At Serving Life, Bae focuses on three priorities: linking defector hopefuls with specialists to help them out of the country; helping the new arrivals with trauma therapy, employment and English studies; and “rebuilding” their lives as South Korean citizens fully incorporated in society.
With English language being one of defectors’ biggest challenges here, the organization plans to run an event called “English Unification Camp” from Aug. 7-12, under which they will receive one-on-one tutoring and mentoring.
Among the reasons he left the tourism business is his belief that foreign nationals, especially US citizens, should not travel to the communist state, given the risks of being locked up there and used as a political card.
Calls are growing in Washington for a tour ban, with a bipartisan bill proposed at Congress. Robert King, special envoy for North Korea human rights at the US State Department, raised the need for a “differential” ban that exempts medical and other humanitarian visits during an interview with Voice of America released Friday.

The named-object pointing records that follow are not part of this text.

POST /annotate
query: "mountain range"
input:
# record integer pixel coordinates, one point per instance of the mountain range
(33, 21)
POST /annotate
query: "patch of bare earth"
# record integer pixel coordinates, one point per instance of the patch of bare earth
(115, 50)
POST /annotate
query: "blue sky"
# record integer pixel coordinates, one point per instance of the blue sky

“It is not right to go there until the North Korean government takes steps to ensure that all foreigners would be safe and not be detained for unreasonable purposes,” Bae said.

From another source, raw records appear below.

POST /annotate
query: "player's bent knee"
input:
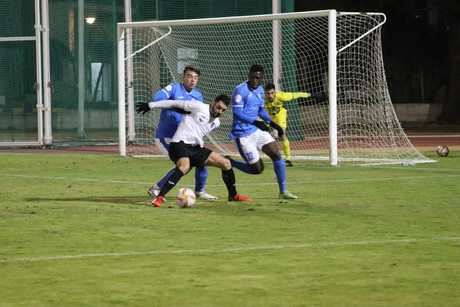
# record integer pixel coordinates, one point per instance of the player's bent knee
(257, 168)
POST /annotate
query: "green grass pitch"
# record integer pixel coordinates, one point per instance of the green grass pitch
(75, 230)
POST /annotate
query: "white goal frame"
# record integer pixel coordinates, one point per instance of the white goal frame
(126, 102)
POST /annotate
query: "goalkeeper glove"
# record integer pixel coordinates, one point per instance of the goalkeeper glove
(277, 128)
(261, 125)
(142, 107)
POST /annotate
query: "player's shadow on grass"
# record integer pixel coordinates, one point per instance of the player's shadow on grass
(124, 200)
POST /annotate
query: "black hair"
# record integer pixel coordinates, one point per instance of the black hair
(192, 68)
(256, 68)
(224, 98)
(269, 86)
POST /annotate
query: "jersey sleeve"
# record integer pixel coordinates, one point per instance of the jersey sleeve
(163, 94)
(264, 114)
(186, 105)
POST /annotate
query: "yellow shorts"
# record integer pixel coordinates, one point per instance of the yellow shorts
(281, 118)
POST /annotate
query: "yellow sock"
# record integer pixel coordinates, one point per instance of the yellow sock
(286, 149)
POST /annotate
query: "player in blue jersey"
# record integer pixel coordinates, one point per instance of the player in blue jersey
(251, 124)
(169, 121)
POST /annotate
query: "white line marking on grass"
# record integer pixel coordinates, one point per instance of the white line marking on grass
(339, 180)
(228, 250)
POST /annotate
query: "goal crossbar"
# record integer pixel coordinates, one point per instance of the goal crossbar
(341, 56)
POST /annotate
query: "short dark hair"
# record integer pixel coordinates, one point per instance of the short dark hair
(192, 68)
(224, 98)
(256, 68)
(269, 86)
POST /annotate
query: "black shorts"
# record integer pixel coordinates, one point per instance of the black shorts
(197, 155)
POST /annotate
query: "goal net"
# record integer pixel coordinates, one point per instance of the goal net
(339, 54)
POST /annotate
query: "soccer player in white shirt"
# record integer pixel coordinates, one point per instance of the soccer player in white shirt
(186, 146)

He was also adamant that humanitarian assistance and exchanges should take place, saying it is “worth taking a risk” because it enables the two Koreas to restore trust in a way that a state cannot. President Moon Jae-in’s plan to restart relief aid is an upbeat sign, unless it involves cash or other components that may be siphoned off for military uses, he said.
On the human rights front, however, he called for Moon to raise his voice, instead of “keeping a sensitive issue underground.”

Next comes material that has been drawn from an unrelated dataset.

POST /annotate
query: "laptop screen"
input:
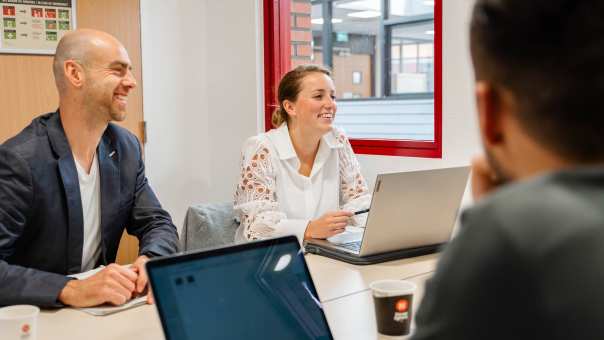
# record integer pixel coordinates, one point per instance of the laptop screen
(259, 290)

The issue put the liberal president in the hot seat during the election campaign after former Foreign Minister Song Min-soon in his newly published memoir that Moon, then the presidential chief of staff, instructed intelligence officials to seek Pyongyang’s opinion before abstaining from a 2007 UN Human Rights Council vote on a resolution.
“The president should be able to demand the whereabouts of South Korean hostages be verified and they be returned as soon as possible. It’s implausible the government doesn’t even know whether they are alive or not,” Bae said.
In its path to an eventual unification, South Korea may make preparations without the help of its headstrong northern counterpart.
With most rank-and-file North Koreans cut off from the outside world, such programs as loudspeaker broadcasts and anti-North Korea leaflets play a key role in awakening them and driving more escapes, he said, referring to defector testimonies.
The government, for its part, needs to expand its resettlement program for newly arrived defectors who could easily fall prey to fraud, trafficking, prostitution and other illicit schemes. More than 300 defectors have been jailed, Bae noted.
Nearly 30,500 North Koreans have resettled in the South as of March 2017, some 70 percent of them young women, Unification Ministry data shows.
“The constant influx of information is most urgent, so we should mobilize all available channels,” he said, adding Serving Life plans to launch a radio show where defectors would read the Bible and tell stories.
“There’s a saying that for a defector, the first person she meets after leaving the Hanawon resettlement center is the most important one for her life. They need greater public attention, care and time until taking root here. We should bear patience and give them a chance.”